Have you tried taking Tylonal in the morning? If Showmanship is first, like ours, then it helps a lot! Nobody said anything about drugging yourself xD


----------



## farmpony84 (Apr 21, 2008)

I eat cherries. I know it sounds silly but they have something in them that is supposedly calming. It's probably mental but ... hey, whatever works!


----------



## spurstop (Mar 22, 2012)

How old are you, because that's going to determine what my advice is.


----------



## Horselovinfan (Jun 13, 2012)

spurstop said:


> How old are you, because that's going to determine what my advice is.


I'm 13.


----------



## Horselovinfan (Jun 13, 2012)

farmpony84 said:


> I eat cherries. I know it sounds silly but they have something in them that is supposedly calming. It's probably mental but ... hey, whatever works!


Interesting. I've never heard of that. I'll try it at the next show I do showmanship at.


----------



## Horselovinfan (Jun 13, 2012)

xJumperx said:


> Have you tried taking Tylonal in the morning? If Showmanship is first, like ours, then it helps a lot! Nobody said anything about drugging yourself xD


No I haven't but I will next time! I had never thought to do that. lol true!


----------



## Coffeejunkie (May 17, 2012)

Tylenol? That's pretty tough on your body to just take it for fun.. Please research the negative side effects long term acetaminophen (generic tylenol) use can have on your liver. do you have anxiety outside of horse shows? I would consider speaking with your doctor about other options if it continues to be an issue. I used to be really nervous for showmanship for absolutely no reason as well. Try and keep a routine, maybe like: get up and feed, get my horse lunged and ready, go put my pants/boots on, eat breakfast/alone chill time, last minute checks, get dressed, warm up, show. it's ok to be nervous and want to do your best, but horse showing is supposed to be fun too. Can't have too much fun feeling like that


----------



## live2ride8 (Mar 13, 2011)

Oh hay best franddd, I'm video chatting with you right now but I'll just give you the answer here.  I would just lunge Caramel really good before, like you already doing just so he's nice and calm. And then I would just remember that like no one in hunters is good at showmanship  So don't worry about it. I'm the exact same way though.


----------



## spurstop (Mar 22, 2012)

False. There are plenty of hunt seat horses that do well in showmanship.

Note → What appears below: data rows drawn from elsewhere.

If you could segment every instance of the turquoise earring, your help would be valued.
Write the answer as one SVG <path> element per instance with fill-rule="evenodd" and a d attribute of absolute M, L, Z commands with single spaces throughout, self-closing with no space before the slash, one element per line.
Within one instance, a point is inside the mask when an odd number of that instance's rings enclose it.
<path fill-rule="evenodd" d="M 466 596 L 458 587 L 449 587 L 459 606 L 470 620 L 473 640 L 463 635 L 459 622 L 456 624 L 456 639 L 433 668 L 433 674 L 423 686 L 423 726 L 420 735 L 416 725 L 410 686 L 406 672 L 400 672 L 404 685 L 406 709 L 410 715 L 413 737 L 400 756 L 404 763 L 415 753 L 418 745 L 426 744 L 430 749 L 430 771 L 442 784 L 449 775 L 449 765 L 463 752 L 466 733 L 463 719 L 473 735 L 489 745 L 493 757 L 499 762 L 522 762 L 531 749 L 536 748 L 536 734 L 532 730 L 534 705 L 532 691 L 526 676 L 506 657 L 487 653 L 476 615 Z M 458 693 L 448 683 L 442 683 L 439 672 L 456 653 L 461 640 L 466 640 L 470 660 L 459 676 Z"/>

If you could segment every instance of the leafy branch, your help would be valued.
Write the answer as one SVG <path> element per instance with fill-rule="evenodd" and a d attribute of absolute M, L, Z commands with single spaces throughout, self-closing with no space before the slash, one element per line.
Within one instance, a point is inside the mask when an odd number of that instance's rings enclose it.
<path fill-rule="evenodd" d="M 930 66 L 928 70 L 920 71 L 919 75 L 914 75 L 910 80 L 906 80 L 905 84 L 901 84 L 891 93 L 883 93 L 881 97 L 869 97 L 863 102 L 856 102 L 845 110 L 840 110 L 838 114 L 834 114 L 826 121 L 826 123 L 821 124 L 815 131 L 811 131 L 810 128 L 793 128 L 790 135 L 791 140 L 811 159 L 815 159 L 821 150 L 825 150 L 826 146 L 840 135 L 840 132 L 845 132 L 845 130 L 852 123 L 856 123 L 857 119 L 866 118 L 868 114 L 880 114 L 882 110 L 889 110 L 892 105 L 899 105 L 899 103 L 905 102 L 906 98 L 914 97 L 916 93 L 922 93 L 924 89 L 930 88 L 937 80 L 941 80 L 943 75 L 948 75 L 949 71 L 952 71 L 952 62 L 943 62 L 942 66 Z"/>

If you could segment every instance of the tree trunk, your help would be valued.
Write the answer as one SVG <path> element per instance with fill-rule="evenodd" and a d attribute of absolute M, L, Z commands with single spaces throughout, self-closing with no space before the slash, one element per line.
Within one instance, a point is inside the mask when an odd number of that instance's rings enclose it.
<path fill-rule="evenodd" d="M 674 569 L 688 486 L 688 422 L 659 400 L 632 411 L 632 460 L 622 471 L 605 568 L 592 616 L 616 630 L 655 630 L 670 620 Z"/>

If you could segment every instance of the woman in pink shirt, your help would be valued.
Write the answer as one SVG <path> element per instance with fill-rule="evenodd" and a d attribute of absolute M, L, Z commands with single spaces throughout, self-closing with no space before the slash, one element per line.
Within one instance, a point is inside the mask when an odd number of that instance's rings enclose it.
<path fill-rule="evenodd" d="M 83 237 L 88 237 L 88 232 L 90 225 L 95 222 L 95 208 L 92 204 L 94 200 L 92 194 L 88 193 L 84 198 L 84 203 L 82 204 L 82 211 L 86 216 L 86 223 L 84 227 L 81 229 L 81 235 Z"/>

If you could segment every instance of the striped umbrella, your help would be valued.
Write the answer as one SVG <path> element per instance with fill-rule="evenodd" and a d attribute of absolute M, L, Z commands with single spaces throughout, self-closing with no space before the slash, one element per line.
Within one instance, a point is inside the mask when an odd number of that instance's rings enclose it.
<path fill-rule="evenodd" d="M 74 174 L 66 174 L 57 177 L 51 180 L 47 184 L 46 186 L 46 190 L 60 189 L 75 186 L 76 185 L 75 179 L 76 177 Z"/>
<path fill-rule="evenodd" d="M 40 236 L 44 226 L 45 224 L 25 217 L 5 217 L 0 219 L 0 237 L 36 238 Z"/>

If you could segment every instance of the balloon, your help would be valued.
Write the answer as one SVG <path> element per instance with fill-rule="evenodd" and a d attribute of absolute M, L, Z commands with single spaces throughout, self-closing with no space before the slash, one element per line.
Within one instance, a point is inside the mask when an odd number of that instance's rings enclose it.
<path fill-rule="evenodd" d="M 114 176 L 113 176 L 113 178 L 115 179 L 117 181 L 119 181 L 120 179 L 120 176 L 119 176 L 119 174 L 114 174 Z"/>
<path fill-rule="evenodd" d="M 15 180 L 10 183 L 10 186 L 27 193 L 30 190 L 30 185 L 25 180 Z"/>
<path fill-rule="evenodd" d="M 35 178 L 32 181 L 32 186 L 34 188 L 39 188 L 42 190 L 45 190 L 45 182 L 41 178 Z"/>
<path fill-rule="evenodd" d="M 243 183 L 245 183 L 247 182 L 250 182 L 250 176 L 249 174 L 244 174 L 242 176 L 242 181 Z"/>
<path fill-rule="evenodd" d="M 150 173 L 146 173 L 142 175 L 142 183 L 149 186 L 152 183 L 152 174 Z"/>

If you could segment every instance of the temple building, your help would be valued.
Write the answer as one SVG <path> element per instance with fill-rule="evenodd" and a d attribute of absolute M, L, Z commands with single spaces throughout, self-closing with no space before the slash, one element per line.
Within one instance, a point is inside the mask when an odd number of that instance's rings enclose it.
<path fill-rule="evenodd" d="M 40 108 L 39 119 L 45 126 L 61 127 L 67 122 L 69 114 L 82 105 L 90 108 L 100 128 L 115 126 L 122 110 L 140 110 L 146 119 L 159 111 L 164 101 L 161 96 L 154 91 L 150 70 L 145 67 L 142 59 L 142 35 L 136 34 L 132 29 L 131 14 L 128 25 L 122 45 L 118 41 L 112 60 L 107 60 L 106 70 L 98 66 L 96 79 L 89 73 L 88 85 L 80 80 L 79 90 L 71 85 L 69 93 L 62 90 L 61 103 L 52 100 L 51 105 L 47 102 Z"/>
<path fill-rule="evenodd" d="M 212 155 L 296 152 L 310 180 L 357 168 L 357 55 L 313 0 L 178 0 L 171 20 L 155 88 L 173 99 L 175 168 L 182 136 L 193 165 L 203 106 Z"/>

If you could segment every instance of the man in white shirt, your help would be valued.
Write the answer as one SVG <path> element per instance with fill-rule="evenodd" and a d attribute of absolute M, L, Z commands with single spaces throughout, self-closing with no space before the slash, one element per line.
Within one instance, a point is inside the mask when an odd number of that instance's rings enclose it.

OP, you'll really just need to work through it. If you really hate it, then quit doing it. Being snappy and crying is going to stress out the people around you and not win you any friends. Really, you just need to realize that it is just a class and buck up.
_Posted via Mobile Device_


----------



## GoAppendix (Mar 22, 2012)

Seriously, it is just a class. If you are worried about how you'll do, practice harder until you know you can nail it. Hard work and confidence is a big part of the class.


----------